Le gouvernement reprend donc bien d’une main ce qu’il donne de l’autre. Et c’est la filière fluviale qui est dans le viseur et en fait les frais. A l’initiative du gouvernement lui-même, la loi de finances remet en cause ses propres engagements vis-à-vis de la profession, à savoir le régime fiscal applicable au gazole non routier et aux carburants de synthèse.
En octobre 2018, le gouvernement revenait sur un projet de la DGEC présenté en septembre qui supprimait pour les transporteurs fluviaux le bénéfice à partir du 1er janvier 2019 du gazole non routier et de son régime fiscal à taux réduit. Reconnaissant la justesse des arguments de la profession et les conséquences potentiellement désastreuses du projet, le gouvernement décidait, dans le cadre de l’examen du projet de loi de finances 2019, de surseoir à la mesure et même d’aligner le régime fiscal du carburant applicable au transport de passagers sur celui du transport de marchandises. Cela revenait à exonérer totalement de taxes sur le carburant la consommation de gazole en navigation intérieure et alignait, en fait simplement, la situation du mode fluvial sur celle dont bénéficient tous les autres modes. Garantie était aussi donnée d’appliquer le même principe d’exonération aux carburants de synthèse aux performances avérées en matière de réduction des polluants.
Un vain travail sur le « pacte de verdissement » ?
En contrepartie, d’un commun accord entre la profession et l’Etat, il était décidé d’engager une transition écologique du transport fluvial, en accélérant le rythme de renouvellement de la flotte, en incitant les opérateurs à changer de motorisation sur les bateaux existants, en déployant le recours aux carburants alternatifs au gazole. L’objectif était de parvenir à la signature en fin d’année d’un « pacte pour le verdissement », en fait, une feuille de route engageant les professionnels et l’Etat sur un résultat à atteindre et un calendrier. Un important travail a été engagé entre les représentants du fluvial et l’Etat, mobilisant les deux parties… Avec la volte-face du gouvernement, tout ceci aurait donc été mené en vain.
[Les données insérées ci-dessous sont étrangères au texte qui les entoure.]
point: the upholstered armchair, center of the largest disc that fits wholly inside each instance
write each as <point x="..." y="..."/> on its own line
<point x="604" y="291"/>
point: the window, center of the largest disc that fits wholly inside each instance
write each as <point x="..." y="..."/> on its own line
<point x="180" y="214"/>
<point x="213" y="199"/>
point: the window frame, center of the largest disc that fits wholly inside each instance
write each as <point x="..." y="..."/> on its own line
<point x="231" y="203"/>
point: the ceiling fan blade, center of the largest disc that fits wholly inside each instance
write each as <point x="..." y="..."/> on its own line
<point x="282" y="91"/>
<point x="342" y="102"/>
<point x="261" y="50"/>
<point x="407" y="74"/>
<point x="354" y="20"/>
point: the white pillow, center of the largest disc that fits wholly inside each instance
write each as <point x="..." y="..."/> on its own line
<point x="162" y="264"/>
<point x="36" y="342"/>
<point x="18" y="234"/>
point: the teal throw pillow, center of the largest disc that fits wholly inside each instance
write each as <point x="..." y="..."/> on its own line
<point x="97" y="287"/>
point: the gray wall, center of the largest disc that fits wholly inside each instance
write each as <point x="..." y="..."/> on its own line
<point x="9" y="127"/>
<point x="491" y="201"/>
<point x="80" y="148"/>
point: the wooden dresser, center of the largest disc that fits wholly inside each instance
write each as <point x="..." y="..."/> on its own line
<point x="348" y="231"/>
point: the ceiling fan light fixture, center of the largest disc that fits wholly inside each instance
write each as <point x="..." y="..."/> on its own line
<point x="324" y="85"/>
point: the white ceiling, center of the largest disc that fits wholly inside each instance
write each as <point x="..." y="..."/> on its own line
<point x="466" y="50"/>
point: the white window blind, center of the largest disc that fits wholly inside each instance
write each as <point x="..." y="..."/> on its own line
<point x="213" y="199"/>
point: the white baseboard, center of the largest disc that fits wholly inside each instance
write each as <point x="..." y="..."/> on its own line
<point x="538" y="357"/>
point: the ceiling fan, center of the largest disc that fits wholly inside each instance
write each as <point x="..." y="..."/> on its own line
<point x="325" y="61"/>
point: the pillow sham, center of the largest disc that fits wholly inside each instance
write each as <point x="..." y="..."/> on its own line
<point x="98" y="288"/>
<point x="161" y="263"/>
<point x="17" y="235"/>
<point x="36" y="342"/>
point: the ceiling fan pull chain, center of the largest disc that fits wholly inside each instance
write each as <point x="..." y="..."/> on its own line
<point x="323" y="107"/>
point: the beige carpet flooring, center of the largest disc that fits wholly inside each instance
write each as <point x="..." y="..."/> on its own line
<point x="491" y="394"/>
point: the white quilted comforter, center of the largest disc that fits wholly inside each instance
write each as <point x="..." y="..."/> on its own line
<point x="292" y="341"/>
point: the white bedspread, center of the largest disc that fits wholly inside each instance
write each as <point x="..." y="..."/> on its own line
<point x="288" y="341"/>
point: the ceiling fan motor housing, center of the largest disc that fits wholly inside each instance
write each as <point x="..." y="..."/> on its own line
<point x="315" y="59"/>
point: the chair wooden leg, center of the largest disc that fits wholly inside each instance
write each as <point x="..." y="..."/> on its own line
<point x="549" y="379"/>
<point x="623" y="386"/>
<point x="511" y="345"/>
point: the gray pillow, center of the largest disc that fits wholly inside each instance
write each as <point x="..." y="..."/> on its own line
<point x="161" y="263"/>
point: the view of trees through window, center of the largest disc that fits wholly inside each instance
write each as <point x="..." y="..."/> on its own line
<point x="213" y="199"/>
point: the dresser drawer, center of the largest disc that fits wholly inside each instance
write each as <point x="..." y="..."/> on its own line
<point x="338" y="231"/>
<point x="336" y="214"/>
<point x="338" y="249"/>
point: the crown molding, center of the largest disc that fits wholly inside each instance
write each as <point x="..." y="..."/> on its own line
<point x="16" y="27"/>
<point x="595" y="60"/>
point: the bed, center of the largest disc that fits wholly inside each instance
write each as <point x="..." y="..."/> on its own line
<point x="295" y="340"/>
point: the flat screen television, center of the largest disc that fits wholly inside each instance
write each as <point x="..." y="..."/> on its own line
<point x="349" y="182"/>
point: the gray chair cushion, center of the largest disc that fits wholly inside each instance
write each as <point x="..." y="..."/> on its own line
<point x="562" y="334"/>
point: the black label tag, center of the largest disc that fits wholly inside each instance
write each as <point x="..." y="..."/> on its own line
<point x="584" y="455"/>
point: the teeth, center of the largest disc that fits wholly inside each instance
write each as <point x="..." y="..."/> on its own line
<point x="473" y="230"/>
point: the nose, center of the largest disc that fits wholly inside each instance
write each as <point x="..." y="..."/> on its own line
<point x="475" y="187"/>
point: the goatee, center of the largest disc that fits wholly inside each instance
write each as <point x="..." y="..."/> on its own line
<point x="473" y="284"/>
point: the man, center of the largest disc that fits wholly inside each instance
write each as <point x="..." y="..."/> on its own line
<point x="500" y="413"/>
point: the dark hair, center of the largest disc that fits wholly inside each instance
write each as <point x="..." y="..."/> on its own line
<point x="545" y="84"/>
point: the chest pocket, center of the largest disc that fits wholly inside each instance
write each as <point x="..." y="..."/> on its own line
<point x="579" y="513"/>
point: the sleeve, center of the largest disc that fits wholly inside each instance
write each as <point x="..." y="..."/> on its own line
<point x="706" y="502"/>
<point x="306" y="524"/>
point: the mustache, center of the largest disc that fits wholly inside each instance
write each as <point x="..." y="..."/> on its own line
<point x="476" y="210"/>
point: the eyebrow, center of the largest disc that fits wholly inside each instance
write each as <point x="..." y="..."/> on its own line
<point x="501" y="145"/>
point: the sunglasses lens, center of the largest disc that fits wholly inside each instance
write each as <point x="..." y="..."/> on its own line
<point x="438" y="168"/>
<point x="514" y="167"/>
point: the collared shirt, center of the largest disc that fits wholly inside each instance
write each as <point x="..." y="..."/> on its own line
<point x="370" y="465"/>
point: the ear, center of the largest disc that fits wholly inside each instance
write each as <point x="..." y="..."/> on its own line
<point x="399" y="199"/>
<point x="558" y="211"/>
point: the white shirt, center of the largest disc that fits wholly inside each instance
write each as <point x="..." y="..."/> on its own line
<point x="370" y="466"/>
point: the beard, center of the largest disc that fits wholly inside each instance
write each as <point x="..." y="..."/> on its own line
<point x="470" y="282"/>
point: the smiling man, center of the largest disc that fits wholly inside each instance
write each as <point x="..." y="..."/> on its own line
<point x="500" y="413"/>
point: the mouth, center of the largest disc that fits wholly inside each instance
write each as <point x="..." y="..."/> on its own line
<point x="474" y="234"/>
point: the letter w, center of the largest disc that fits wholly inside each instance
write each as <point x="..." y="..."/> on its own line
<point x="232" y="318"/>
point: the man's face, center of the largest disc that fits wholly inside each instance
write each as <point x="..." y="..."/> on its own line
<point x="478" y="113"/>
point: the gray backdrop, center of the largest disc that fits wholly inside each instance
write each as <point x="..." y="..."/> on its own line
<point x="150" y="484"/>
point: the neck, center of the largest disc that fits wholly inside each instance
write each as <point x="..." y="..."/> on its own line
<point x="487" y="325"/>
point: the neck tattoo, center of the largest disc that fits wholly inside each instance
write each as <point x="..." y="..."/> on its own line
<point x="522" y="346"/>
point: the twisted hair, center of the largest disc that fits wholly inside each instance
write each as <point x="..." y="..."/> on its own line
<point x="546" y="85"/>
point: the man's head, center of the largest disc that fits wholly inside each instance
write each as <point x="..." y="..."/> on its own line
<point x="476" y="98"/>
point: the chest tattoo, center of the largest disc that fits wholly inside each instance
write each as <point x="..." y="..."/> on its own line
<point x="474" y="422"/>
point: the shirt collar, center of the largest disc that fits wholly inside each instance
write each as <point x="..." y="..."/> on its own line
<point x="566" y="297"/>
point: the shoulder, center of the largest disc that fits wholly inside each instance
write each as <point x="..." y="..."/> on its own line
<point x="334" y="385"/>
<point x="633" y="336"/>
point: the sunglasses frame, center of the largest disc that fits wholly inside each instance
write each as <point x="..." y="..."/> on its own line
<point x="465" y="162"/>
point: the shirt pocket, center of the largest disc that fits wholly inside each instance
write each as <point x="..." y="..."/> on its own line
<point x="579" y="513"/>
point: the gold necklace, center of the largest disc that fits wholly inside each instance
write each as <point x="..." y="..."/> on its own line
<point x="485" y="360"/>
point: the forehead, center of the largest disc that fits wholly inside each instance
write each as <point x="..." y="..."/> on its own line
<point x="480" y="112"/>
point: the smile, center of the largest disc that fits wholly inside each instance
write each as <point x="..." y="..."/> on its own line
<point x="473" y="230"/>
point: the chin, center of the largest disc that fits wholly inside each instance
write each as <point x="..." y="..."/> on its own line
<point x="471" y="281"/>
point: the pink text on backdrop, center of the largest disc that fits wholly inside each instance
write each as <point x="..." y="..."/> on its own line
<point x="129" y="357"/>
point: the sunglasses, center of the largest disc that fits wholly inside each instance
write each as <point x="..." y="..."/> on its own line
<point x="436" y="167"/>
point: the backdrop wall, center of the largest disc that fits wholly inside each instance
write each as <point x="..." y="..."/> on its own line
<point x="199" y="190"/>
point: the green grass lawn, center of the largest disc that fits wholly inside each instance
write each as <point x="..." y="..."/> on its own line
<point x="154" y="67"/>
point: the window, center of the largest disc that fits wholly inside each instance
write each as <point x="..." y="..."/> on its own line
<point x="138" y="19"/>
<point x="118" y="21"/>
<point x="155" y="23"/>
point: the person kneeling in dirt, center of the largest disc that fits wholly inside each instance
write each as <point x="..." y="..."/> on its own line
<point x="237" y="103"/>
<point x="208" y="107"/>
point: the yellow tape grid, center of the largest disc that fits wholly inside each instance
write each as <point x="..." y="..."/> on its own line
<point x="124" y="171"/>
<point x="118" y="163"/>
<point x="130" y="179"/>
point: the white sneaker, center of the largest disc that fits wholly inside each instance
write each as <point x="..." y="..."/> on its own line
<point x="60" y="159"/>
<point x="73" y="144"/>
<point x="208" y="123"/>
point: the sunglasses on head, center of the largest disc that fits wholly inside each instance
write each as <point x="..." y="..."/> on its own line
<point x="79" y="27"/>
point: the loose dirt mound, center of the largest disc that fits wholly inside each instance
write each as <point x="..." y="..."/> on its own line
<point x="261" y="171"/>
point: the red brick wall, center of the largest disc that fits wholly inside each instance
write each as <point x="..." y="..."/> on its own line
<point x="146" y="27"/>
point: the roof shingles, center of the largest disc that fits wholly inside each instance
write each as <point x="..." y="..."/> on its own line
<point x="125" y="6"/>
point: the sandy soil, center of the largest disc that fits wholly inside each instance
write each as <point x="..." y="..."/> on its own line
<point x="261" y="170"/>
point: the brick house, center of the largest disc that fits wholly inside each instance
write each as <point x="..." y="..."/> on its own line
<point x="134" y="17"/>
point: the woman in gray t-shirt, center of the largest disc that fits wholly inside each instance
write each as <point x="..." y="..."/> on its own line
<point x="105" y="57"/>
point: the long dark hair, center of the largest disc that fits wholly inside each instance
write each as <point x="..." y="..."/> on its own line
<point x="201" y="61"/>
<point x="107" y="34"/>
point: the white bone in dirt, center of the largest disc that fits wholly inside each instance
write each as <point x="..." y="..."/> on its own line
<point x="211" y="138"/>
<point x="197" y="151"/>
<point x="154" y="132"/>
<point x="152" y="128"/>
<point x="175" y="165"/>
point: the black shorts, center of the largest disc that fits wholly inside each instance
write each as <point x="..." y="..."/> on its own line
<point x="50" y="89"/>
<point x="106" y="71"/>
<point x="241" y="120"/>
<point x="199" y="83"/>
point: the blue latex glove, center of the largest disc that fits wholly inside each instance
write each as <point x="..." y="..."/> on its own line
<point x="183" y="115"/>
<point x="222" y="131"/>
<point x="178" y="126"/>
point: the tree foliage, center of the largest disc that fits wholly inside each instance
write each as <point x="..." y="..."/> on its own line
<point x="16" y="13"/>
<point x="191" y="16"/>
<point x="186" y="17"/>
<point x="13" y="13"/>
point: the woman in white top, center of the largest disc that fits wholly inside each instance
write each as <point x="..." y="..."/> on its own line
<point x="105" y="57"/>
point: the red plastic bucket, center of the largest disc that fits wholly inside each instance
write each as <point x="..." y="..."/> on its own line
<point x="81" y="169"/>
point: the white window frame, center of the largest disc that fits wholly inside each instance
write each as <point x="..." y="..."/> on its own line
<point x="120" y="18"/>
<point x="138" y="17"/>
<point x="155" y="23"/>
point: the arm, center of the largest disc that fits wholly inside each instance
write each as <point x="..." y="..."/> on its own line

Il faut relever aussi que le gouvernement a adopté un amendement introduisant un régime de sur-amortissement fiscal pour le transport fluvial aligné sur celui du transport maritime et non pas sur celui du transport routier de marchandises… ce qui rend cette mesure totalement inapplicable compte-tenu des modalités techniques retenues.
Ces décisions s’expliqueraient par le coût total des mesures annoncées par Emmanuel Macron et l'exécutif depuis début décembre sous la pression des « gilets jaunes » qui s'élève à 10,3 milliards d'euros. Le gouvernement vise 4 milliards d'euros de recettes supplémentaires et d'économies budgétaires pour financer ces mesures, a expliqué Edouard Philippe dans une interview au journal Les Echos le 17 décembre. Le solde, soit 60% du total, sera financé par du déficit budgétaire, selon un communiqué de Matignon. Dans le montant de 10,3Md€, le gouvernement n'inclut pas les mesures annoncées mi-novembre : élargissement du chèque énergie, renforcement des primes à la conversion, qui devraient représenter 500 millions de dépenses. Le gouvernement est donc à la recherche du moindre euros pour engranger des recettes et réduire le déficit budgétaire qu’accentuent ces mesures « gilets jaunes ». Le fluvial fait donc les frais de cette recherche tout azimut.
Ce revirement du gouvernement interroge sur la volonté sérieuse de l’Etat de considérer le mode fluvial, aussi bien dans sa dimension transport que passager, comme un enjeu majeur pour le système de transport et la transition écologique du pays.
Il reste à espérer un sursaut afin que la filière fluviale ne soit plus systématiquement traité comme une variable marginale d’ajustement mais comme un secteur économique à part entière, à considérer comme tel dans le cadre de la définition des politiques énergétiques et des transports, sur lequel il convient de compter parce que créateur de valeur.
Tout repose désormais entre les mains de la ministre chargée des Transports, Elisabeth Borne, membre du gouvernement, vers laquelle les représentants du secteur se sont bien évidemment tournés.